Local school breaks barriers.
Gayle Abril, Principal at Valley View Community School got an email in late January that began with the word; congratulations.
As it turns out, Valley View was determined to be a finalist for the California Advisory Commission for Special Education’s GOAL Award.
GOAL stands for Grazer Outstanding Achievement in Learning Award, and it looks for schools with the top Special Education techniques.
Valley View’s Win-Win program caught their eye because it integrates the Special Education population in with the rest of the school.
“We just came together and started brainstorming ways of inclusion,” said Abril. “It could be buddy classes, birthday card buddies…just any way you can imagine.”

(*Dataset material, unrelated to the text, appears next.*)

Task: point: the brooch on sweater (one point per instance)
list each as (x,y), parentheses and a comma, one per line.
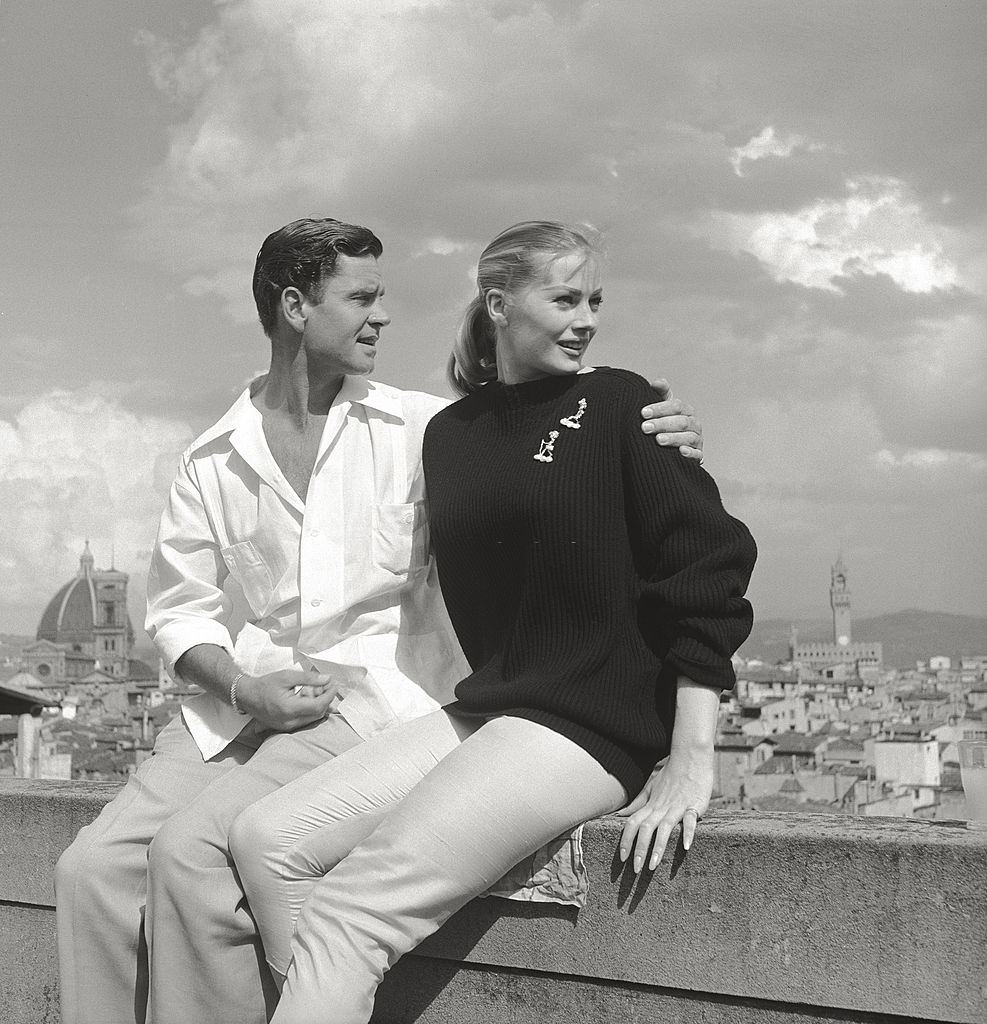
(572,422)
(547,448)
(545,452)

The buddy programs put classes together for a scheduled time once a week. Here you could see a 5th grade class join with a 1st grade class, or even a 6th grade class joining with a disabled class. There, the students help each other, be it by reading to younger kids, or helping special needs kids paint.
The mere act of bringing different students into the same classroom stimulated a response that Mrs. Abril and her staff did not foresee.
“We always knew that our special needs kids would benefit, but what we found was the extreme benefit for everyone else,” said Abril.
“It's very easy to have compassion for the child who’s in the wheelchair, it’s difficult to have compassion for the kid sitting next to you who bugs you. That’s where the compassion transfers over.”
And one week ago when Valley View students were united in the process of painting a mural for the special needs department, it was clear that the barrier between the two different groups of students was gone.
Mrs. Abril says that the students are at a point where the disability doesn’t even come up in conversation.
“They start talking like typical 6th graders, and they name every student in the program, and instead of saying ‘oh, this kid’s in a wheelchair,’ they say things like ‘oh, she’s such a drama queen’ and things like that. They really have seen past the disability.”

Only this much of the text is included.